RAG & Vectorization: A Complete Guide for Developers

RAG & Vector DB10/03/2026

What Is RAG?

Retrieval-Augmented Generation (RAG) combines the power of large language models with external knowledge retrieval. Instead of relying solely on training data, RAG systems fetch relevant documents at query time and inject them into the LLM context — producing accurate, up-to-date, and domain-specific answers.

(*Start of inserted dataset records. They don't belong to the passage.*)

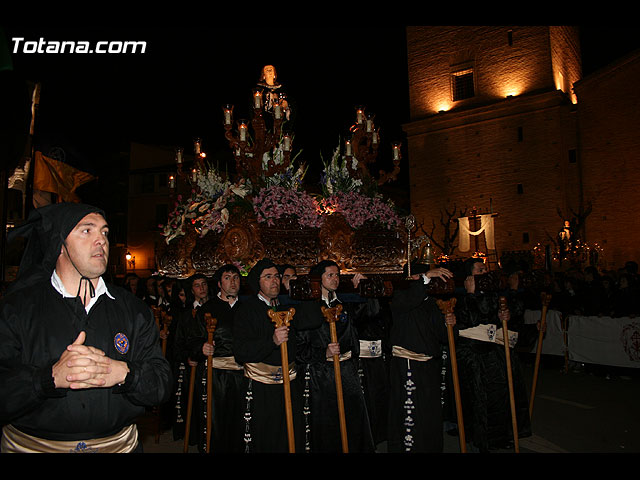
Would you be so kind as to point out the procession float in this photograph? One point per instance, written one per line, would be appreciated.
(265, 208)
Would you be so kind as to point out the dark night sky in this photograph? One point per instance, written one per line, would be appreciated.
(175, 90)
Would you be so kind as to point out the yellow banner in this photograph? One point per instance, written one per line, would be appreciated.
(56, 177)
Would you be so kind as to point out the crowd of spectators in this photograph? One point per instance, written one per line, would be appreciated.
(591, 292)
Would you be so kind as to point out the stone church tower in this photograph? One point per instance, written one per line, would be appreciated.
(493, 127)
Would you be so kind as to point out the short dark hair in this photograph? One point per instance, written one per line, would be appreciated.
(469, 263)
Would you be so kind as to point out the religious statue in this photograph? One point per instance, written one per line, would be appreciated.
(273, 94)
(566, 238)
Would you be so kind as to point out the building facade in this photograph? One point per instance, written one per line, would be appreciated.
(497, 127)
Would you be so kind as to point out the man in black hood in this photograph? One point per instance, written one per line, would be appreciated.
(256, 345)
(79, 359)
(417, 336)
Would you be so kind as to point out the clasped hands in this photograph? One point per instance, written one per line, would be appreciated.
(83, 366)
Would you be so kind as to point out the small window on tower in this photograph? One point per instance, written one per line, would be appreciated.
(462, 84)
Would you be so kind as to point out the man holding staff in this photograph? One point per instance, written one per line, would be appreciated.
(79, 358)
(228, 381)
(418, 334)
(316, 352)
(482, 363)
(257, 345)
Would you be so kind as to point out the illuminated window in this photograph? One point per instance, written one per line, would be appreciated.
(462, 84)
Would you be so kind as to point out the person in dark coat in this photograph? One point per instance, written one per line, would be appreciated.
(80, 359)
(418, 335)
(482, 365)
(228, 380)
(257, 345)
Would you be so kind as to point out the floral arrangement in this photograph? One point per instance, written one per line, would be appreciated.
(291, 178)
(358, 209)
(206, 209)
(276, 202)
(282, 196)
(336, 177)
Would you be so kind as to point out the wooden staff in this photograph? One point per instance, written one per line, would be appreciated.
(211, 327)
(192, 382)
(331, 315)
(157, 312)
(187, 426)
(565, 341)
(280, 319)
(167, 319)
(546, 298)
(505, 333)
(165, 330)
(447, 307)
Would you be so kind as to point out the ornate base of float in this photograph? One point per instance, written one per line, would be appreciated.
(371, 249)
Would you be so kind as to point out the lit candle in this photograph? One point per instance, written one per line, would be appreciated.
(243, 131)
(277, 110)
(257, 99)
(369, 124)
(227, 114)
(396, 151)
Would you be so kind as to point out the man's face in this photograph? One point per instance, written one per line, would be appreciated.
(200, 289)
(229, 284)
(479, 268)
(330, 279)
(270, 282)
(87, 245)
(288, 274)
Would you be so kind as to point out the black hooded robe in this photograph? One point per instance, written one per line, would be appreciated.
(37, 324)
(418, 326)
(324, 418)
(253, 343)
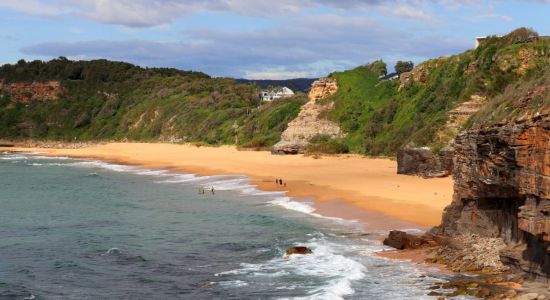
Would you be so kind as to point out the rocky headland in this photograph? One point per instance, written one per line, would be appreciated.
(499, 220)
(310, 123)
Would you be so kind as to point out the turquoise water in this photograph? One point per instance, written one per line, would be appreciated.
(85, 229)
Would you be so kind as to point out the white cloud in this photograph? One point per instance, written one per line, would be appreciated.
(276, 74)
(296, 48)
(147, 13)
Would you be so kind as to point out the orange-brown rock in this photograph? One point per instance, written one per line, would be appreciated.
(502, 188)
(25, 92)
(309, 123)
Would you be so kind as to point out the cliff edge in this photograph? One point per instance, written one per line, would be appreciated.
(309, 122)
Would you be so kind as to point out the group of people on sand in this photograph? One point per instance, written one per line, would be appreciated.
(202, 191)
(280, 182)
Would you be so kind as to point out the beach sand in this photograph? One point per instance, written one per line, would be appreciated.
(350, 186)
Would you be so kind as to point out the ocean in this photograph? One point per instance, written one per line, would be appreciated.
(87, 229)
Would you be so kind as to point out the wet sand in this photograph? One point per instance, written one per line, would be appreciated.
(347, 186)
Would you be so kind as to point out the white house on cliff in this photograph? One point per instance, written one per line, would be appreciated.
(277, 93)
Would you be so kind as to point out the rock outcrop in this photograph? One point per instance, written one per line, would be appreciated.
(423, 162)
(403, 240)
(298, 250)
(502, 189)
(25, 92)
(309, 122)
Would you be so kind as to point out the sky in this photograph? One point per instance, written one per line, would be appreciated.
(257, 39)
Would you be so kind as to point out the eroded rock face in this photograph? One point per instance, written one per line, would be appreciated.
(402, 240)
(502, 188)
(25, 92)
(298, 250)
(309, 122)
(423, 162)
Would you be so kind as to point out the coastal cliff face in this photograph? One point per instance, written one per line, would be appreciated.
(25, 92)
(309, 123)
(502, 189)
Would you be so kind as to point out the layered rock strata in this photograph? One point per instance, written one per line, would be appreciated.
(309, 123)
(423, 162)
(502, 189)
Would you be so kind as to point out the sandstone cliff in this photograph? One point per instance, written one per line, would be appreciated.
(502, 188)
(310, 122)
(25, 92)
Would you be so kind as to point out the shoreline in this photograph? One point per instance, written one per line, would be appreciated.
(372, 204)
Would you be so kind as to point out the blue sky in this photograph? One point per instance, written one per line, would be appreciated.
(256, 38)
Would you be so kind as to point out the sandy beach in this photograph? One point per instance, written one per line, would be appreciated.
(351, 186)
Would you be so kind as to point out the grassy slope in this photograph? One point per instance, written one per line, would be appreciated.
(116, 101)
(379, 119)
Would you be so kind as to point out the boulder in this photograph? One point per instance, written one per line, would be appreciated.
(402, 240)
(286, 147)
(421, 161)
(298, 250)
(310, 122)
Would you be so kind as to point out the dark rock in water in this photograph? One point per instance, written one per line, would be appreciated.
(298, 250)
(423, 162)
(402, 240)
(502, 189)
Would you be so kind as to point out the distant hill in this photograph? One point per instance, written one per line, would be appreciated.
(105, 100)
(298, 84)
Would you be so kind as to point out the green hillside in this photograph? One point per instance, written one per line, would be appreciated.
(103, 100)
(381, 117)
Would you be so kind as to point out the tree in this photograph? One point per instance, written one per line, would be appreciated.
(404, 66)
(378, 67)
(521, 35)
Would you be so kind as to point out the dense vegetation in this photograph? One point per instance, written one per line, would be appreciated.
(380, 117)
(297, 84)
(104, 100)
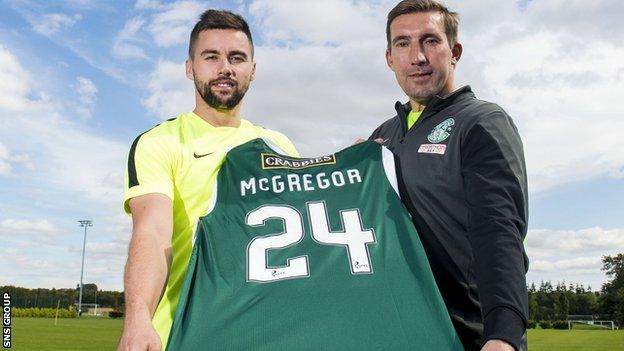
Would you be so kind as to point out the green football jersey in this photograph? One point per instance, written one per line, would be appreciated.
(309, 254)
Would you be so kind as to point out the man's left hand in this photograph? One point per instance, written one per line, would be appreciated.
(497, 345)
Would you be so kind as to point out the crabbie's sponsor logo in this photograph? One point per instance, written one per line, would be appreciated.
(275, 161)
(439, 149)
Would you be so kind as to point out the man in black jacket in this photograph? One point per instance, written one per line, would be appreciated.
(463, 178)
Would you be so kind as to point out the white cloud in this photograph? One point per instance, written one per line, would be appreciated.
(7, 159)
(15, 82)
(170, 92)
(173, 25)
(11, 226)
(86, 92)
(75, 171)
(52, 23)
(127, 41)
(318, 22)
(148, 4)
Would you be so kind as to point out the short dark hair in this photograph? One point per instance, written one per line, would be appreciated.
(451, 19)
(219, 19)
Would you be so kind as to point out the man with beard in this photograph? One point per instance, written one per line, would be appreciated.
(462, 177)
(171, 173)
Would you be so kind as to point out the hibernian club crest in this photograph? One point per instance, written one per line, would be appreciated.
(441, 131)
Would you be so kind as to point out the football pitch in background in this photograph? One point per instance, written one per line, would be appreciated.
(101, 333)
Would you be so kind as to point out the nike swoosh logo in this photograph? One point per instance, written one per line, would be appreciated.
(202, 155)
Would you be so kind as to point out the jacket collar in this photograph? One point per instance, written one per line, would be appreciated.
(436, 104)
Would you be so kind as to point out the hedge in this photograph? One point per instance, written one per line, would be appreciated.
(115, 314)
(42, 312)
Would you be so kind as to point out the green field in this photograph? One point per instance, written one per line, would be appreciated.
(70, 334)
(91, 334)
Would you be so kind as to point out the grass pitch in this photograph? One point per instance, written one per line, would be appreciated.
(100, 333)
(576, 340)
(70, 334)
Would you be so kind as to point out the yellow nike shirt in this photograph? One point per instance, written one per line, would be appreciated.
(180, 158)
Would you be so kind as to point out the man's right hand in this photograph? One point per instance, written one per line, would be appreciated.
(139, 335)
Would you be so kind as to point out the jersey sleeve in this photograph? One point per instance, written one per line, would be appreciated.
(496, 188)
(150, 168)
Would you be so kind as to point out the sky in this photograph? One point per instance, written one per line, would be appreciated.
(80, 79)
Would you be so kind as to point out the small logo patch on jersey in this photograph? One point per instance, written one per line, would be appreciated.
(432, 149)
(441, 131)
(270, 161)
(196, 155)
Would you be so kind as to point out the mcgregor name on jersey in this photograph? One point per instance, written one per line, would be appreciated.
(300, 182)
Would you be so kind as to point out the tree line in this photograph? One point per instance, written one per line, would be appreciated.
(48, 298)
(550, 303)
(547, 302)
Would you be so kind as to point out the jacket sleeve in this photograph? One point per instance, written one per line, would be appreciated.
(494, 177)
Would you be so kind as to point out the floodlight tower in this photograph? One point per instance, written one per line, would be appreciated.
(83, 223)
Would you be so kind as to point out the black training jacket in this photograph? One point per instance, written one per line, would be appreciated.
(462, 177)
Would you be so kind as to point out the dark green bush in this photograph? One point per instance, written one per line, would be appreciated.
(42, 312)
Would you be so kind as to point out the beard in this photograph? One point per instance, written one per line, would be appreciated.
(220, 102)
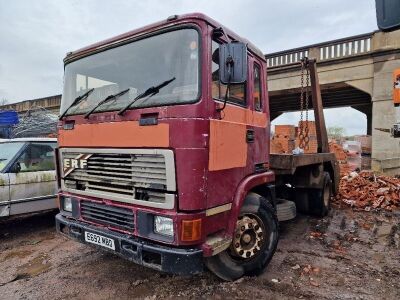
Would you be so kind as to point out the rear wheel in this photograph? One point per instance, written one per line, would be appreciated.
(253, 244)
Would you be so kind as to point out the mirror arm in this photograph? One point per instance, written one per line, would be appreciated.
(229, 62)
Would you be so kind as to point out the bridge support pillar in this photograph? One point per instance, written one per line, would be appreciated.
(385, 149)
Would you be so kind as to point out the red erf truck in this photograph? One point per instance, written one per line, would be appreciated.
(159, 164)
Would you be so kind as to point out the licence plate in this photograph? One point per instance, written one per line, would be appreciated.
(100, 240)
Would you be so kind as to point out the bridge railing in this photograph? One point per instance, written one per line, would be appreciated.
(351, 46)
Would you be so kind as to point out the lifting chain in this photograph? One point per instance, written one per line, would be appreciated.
(304, 138)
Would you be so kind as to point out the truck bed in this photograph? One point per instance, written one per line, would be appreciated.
(287, 163)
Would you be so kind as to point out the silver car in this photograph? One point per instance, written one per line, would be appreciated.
(27, 175)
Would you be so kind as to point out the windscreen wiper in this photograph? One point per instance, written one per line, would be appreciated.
(76, 101)
(149, 92)
(108, 98)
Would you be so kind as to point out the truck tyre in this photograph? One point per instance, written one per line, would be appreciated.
(254, 241)
(320, 198)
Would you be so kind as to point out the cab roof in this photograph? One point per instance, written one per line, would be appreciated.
(169, 22)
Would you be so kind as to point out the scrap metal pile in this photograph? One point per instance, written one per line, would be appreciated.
(368, 191)
(37, 122)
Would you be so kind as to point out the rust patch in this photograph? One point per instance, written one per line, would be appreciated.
(115, 134)
(228, 148)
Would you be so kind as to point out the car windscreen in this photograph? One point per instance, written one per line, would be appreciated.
(8, 152)
(136, 66)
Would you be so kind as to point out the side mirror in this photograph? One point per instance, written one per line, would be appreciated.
(16, 168)
(233, 63)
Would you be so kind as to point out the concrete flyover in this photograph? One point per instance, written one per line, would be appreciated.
(354, 72)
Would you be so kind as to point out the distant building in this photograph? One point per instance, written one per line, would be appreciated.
(51, 103)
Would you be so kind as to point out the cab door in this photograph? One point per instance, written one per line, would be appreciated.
(33, 179)
(4, 195)
(260, 114)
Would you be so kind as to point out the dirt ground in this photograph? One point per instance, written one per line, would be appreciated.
(347, 255)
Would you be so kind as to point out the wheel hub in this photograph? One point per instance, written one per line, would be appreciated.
(249, 236)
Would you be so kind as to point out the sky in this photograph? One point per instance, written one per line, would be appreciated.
(36, 35)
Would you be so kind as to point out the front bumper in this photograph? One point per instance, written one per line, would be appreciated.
(159, 257)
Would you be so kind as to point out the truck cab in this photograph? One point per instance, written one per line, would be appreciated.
(162, 161)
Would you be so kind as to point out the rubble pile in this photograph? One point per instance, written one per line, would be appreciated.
(368, 191)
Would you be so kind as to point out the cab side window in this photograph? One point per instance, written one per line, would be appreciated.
(236, 93)
(257, 88)
(37, 157)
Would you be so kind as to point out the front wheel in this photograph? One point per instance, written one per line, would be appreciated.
(254, 241)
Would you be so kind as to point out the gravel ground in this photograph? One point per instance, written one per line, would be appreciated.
(347, 255)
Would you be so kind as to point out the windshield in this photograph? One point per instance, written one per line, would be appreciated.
(136, 66)
(7, 153)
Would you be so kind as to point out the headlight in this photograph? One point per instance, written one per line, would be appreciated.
(67, 204)
(163, 225)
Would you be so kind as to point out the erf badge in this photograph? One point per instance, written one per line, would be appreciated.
(79, 162)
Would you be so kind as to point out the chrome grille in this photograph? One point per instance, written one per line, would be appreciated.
(117, 217)
(146, 176)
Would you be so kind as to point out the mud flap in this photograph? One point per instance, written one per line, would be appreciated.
(285, 209)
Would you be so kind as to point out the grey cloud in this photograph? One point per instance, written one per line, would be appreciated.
(35, 35)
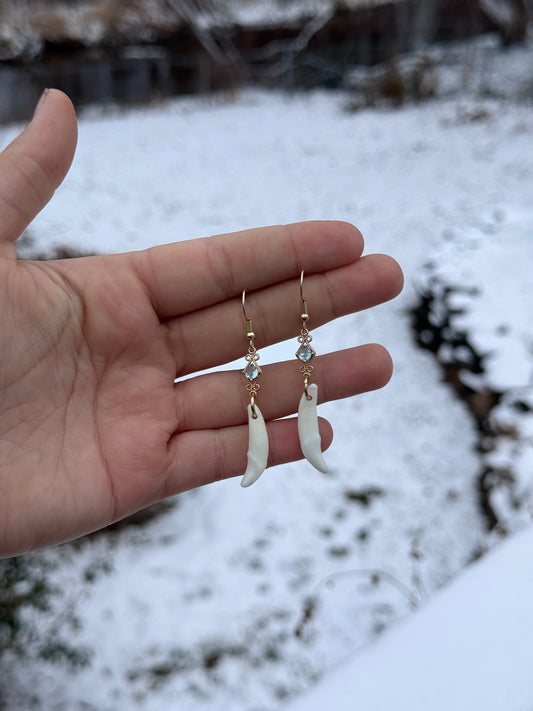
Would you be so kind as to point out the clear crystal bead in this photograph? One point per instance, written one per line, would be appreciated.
(252, 371)
(305, 353)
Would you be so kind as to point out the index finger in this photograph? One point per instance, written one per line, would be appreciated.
(186, 276)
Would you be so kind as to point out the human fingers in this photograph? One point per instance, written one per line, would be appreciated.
(187, 276)
(35, 163)
(219, 399)
(202, 456)
(216, 335)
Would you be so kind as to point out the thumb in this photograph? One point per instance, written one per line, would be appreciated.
(35, 163)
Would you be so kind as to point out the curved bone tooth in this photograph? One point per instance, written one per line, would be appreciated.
(308, 430)
(257, 447)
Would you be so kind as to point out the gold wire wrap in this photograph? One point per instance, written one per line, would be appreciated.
(305, 339)
(251, 357)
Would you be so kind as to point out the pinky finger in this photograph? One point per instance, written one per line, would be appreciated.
(203, 456)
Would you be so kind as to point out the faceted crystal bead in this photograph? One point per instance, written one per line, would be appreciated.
(305, 353)
(252, 371)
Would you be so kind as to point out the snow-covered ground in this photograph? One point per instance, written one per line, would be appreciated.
(242, 599)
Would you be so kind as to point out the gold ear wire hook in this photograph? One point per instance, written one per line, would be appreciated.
(249, 330)
(303, 305)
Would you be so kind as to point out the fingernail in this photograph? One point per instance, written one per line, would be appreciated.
(41, 102)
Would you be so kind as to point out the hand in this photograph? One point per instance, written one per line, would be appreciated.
(92, 424)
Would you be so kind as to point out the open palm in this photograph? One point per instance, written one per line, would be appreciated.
(93, 425)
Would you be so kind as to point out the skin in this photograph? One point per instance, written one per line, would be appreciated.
(92, 425)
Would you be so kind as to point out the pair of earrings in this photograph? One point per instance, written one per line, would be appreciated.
(307, 416)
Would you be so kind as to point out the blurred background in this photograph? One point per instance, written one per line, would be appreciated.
(411, 119)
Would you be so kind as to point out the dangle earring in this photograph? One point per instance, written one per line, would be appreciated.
(307, 416)
(257, 433)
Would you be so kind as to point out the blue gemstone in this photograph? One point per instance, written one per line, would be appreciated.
(251, 371)
(305, 353)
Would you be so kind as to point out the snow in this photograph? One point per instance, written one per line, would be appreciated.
(243, 599)
(467, 650)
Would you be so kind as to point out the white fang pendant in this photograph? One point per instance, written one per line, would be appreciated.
(257, 447)
(308, 430)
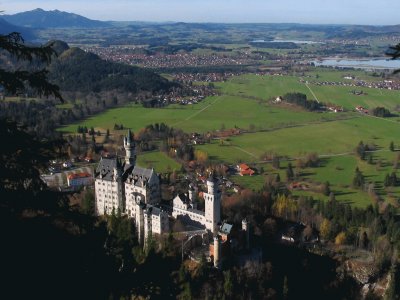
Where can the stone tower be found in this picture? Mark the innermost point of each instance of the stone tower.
(212, 204)
(245, 228)
(216, 251)
(191, 195)
(129, 145)
(117, 177)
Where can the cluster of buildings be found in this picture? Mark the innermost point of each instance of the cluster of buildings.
(134, 191)
(384, 84)
(163, 60)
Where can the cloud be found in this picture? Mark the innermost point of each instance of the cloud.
(306, 11)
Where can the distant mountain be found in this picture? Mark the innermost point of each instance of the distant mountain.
(6, 28)
(40, 18)
(77, 70)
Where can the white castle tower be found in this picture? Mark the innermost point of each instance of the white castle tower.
(216, 251)
(212, 205)
(129, 145)
(245, 228)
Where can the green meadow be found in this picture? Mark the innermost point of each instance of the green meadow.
(287, 131)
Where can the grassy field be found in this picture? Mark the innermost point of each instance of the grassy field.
(211, 114)
(159, 161)
(287, 131)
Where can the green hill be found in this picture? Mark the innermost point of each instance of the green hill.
(77, 70)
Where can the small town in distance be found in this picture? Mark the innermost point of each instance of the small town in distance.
(200, 159)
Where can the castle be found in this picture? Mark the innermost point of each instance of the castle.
(135, 192)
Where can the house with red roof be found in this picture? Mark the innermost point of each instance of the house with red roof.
(244, 169)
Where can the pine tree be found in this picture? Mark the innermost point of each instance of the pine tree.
(289, 172)
(391, 146)
(18, 80)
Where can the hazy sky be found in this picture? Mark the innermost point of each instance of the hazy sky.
(374, 12)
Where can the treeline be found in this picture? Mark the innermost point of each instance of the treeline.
(76, 70)
(301, 100)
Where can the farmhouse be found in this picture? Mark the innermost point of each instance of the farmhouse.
(244, 169)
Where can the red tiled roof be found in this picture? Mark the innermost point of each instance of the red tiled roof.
(79, 175)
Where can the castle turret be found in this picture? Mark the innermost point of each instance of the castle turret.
(216, 252)
(211, 185)
(245, 228)
(191, 195)
(129, 145)
(212, 205)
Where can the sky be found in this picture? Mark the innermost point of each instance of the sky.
(368, 12)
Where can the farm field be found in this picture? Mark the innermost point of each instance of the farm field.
(287, 131)
(211, 114)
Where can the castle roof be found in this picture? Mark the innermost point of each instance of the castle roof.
(105, 168)
(79, 175)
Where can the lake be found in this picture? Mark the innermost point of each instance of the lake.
(377, 63)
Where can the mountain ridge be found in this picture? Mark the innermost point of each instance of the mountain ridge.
(39, 18)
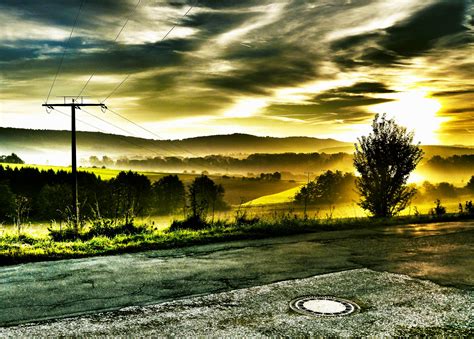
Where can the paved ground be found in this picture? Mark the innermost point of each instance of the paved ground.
(442, 253)
(391, 305)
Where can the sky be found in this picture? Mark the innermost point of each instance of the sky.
(319, 68)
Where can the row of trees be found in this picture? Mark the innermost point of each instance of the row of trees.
(46, 195)
(384, 160)
(329, 188)
(11, 159)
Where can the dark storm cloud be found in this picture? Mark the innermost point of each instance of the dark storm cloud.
(262, 69)
(366, 87)
(412, 37)
(213, 23)
(213, 4)
(343, 103)
(114, 59)
(313, 112)
(63, 13)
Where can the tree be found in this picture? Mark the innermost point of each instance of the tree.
(11, 159)
(329, 188)
(205, 195)
(7, 203)
(168, 194)
(384, 159)
(470, 185)
(131, 193)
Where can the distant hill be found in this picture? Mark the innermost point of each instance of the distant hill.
(429, 150)
(53, 147)
(48, 146)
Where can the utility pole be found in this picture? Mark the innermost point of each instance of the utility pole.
(74, 104)
(306, 195)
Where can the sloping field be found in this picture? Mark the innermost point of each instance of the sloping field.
(277, 198)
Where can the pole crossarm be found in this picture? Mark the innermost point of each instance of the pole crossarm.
(75, 200)
(73, 104)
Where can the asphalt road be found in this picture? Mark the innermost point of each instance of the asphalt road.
(442, 253)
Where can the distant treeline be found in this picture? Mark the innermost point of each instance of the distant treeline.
(453, 163)
(336, 187)
(284, 162)
(29, 193)
(11, 159)
(296, 163)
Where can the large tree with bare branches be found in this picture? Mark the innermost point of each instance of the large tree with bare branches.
(384, 159)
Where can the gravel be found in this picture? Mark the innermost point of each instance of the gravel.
(391, 305)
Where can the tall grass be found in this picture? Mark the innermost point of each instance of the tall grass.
(16, 249)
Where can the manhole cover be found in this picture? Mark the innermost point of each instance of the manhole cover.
(323, 306)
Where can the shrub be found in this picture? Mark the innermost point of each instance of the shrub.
(191, 223)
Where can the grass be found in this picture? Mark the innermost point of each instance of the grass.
(277, 198)
(236, 189)
(16, 249)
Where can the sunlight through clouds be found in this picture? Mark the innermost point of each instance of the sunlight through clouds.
(417, 112)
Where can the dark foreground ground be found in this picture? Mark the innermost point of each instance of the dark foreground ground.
(442, 253)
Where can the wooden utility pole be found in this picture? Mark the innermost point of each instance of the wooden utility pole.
(306, 195)
(74, 104)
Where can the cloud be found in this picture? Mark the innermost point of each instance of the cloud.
(226, 52)
(414, 36)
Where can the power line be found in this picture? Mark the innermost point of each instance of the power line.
(116, 37)
(126, 131)
(131, 134)
(156, 135)
(64, 52)
(124, 138)
(162, 39)
(81, 121)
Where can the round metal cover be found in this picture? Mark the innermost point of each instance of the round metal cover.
(323, 306)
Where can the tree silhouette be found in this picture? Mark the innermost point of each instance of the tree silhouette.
(384, 159)
(204, 194)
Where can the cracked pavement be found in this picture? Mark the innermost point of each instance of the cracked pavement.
(441, 253)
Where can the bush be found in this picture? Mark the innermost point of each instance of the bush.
(439, 209)
(194, 223)
(99, 228)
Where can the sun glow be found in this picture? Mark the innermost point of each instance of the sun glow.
(417, 112)
(245, 108)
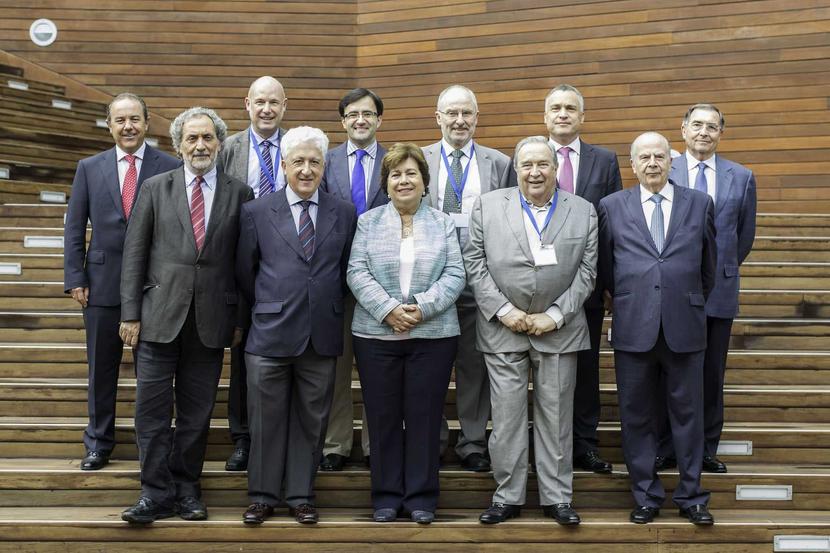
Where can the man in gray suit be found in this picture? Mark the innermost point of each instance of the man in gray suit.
(531, 262)
(463, 170)
(252, 156)
(179, 309)
(352, 174)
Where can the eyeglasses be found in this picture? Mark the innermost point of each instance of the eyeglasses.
(453, 114)
(352, 115)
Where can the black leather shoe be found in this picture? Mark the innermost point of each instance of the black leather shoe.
(713, 464)
(499, 512)
(191, 508)
(305, 513)
(476, 462)
(664, 463)
(563, 513)
(238, 461)
(95, 460)
(146, 511)
(643, 515)
(332, 462)
(593, 462)
(698, 514)
(257, 513)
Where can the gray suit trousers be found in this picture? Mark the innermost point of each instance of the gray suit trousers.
(288, 410)
(554, 379)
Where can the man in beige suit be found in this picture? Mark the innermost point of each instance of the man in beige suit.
(531, 262)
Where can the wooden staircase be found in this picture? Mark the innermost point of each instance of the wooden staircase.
(776, 441)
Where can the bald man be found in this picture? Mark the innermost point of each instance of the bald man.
(252, 156)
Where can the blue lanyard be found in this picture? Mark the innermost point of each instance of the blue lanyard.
(533, 217)
(459, 190)
(269, 171)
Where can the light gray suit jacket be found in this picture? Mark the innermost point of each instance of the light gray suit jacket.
(234, 157)
(493, 169)
(500, 269)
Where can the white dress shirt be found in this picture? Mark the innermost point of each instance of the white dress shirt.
(124, 165)
(368, 164)
(648, 206)
(576, 151)
(208, 190)
(539, 214)
(253, 162)
(296, 209)
(711, 173)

The Vectorization Pipeline

  1. Document ingestion: Load PDFs, web pages, databases, or APIs as raw text.
  2. Chunking: Split documents into smaller segments (256–1024 tokens) with overlap for context continuity.
  3. Embedding: Convert each chunk into a dense vector using models like OpenAI text-embedding-3-small, Cohere embed-v3, or open-source alternatives.
  4. Storage: Index vectors in a vector database for fast similarity search.
  5. Retrieval: At query time, embed the user question and find the top-k most similar chunks.
  6. Generation: Pass retrieved chunks + question to the LLM for a grounded response.

Best Practices

  • Use semantic chunking instead of fixed-size splits for better retrieval quality.
  • Add metadata filters (date, source, category) to narrow search scope.
  • Implement reranking with cross-encoder models to improve top results.
  • Monitor retrieval precision and hallucination rates in production.